Brooklin uses Rest.li to expose 3 REST endpoints:

  1. Datastream Management Service (DMS)

    In addition to basic CRUD operations, this endpoint offers some advanced operations on Datastreams, e.g.

    • batch operations (e.g. get_all, batch_update)
    • pause and resume operations on entire Datastreams as well as individual partitions (in case of partitioned Datastreams)
  2. Health Monitoring

    This endpoint offers information about the overall health of a single Brooklin instance, e.g.

    • Instance name
    • Brooklin cluster name
    • All Connectors registered on the instance
    • All DatastreamTasks assigned to the instance
    • All DatastreamTask status (e.g. good, faulty, paused ... etc.)
    • Source and Destination info for all DatastreamTasks assigned to the instance
    • The number of partitions of every DatastreamTask
  3. Diagnostics

    • This endpoint offers a greater level of detail about individual Brooklin components. For example, it can be queried for detailed status of an individual Connector or Datastream.

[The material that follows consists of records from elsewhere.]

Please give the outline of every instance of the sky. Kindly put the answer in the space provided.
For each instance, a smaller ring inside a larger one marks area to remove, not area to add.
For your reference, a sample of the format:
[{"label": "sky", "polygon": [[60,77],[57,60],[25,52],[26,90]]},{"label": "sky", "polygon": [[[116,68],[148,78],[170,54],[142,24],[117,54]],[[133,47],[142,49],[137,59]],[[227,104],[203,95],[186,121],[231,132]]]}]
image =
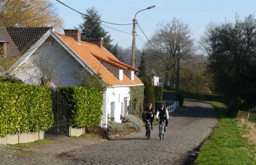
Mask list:
[{"label": "sky", "polygon": [[[80,14],[52,0],[58,8],[59,16],[64,20],[64,29],[78,27],[84,22]],[[59,0],[82,13],[93,6],[101,15],[101,20],[116,24],[102,23],[102,26],[111,35],[112,44],[125,49],[132,45],[133,21],[136,13],[153,5],[156,7],[139,12],[136,19],[137,26],[135,45],[140,50],[147,38],[156,30],[162,21],[169,22],[175,17],[187,24],[196,42],[203,34],[206,25],[210,22],[234,22],[236,13],[244,20],[250,14],[256,18],[255,0]],[[64,31],[60,32],[64,33]]]}]

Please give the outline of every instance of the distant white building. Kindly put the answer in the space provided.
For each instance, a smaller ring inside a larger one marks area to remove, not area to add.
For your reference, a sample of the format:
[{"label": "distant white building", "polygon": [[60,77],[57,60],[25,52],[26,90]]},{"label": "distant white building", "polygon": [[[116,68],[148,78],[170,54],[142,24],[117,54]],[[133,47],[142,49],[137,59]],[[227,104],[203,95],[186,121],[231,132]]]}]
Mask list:
[{"label": "distant white building", "polygon": [[152,80],[152,84],[153,85],[159,85],[159,76],[154,76]]}]

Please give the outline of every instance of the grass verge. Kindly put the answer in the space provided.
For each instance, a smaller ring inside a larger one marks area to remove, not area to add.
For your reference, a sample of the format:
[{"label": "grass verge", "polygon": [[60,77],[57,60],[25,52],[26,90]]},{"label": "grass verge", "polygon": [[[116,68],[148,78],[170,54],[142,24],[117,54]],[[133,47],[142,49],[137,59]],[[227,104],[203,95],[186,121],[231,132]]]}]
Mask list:
[{"label": "grass verge", "polygon": [[227,107],[224,104],[202,102],[212,104],[218,108],[218,121],[210,138],[200,147],[194,164],[256,164],[256,143],[246,138],[251,125],[248,127],[248,123],[237,118],[227,117]]},{"label": "grass verge", "polygon": [[38,140],[33,142],[29,143],[19,143],[15,144],[9,144],[10,145],[19,147],[21,148],[31,148],[34,146],[37,146],[42,144],[48,144],[53,143],[53,142],[51,139]]}]

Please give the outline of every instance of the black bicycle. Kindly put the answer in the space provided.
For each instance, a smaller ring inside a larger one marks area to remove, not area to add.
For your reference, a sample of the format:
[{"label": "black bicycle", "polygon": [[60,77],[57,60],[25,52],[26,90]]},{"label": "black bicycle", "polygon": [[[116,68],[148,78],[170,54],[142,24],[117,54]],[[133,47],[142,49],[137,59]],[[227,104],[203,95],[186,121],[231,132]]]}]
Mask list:
[{"label": "black bicycle", "polygon": [[164,139],[164,135],[165,134],[165,127],[164,127],[164,122],[165,120],[159,120],[160,123],[160,129],[159,134],[160,134],[160,140]]},{"label": "black bicycle", "polygon": [[146,133],[147,134],[147,139],[150,139],[151,135],[151,126],[150,125],[150,120],[149,119],[145,119],[146,122]]}]

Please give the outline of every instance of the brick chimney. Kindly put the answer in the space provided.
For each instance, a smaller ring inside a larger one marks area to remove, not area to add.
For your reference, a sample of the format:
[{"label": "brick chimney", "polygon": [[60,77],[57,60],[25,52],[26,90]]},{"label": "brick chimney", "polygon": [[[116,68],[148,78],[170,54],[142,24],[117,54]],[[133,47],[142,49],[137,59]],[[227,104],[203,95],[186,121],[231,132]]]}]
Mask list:
[{"label": "brick chimney", "polygon": [[98,45],[100,49],[102,49],[103,47],[103,38],[101,39],[89,39],[89,41],[90,43],[96,44]]},{"label": "brick chimney", "polygon": [[65,35],[73,37],[77,43],[80,43],[82,30],[79,29],[63,29],[63,30],[65,33]]}]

    • Furthermore, this endpoint can provide a diagnostic digest aggregated from all Brooklin instances in the same cluster, sparing administrators the trouble of querying every instance individually and aggregating the stats externally.

Please refer to the REST Endpoints wiki page for detailed information about the options offered by these endpoints.

Metrics

Brooklin uses the Metrics library to emit metrics about various aspects of its operation. These metrics are emitted through JMX (using JmxReporter), and exported to CSV files (using CsvReporter) if a valid file path is provided to Brooklin through configuration.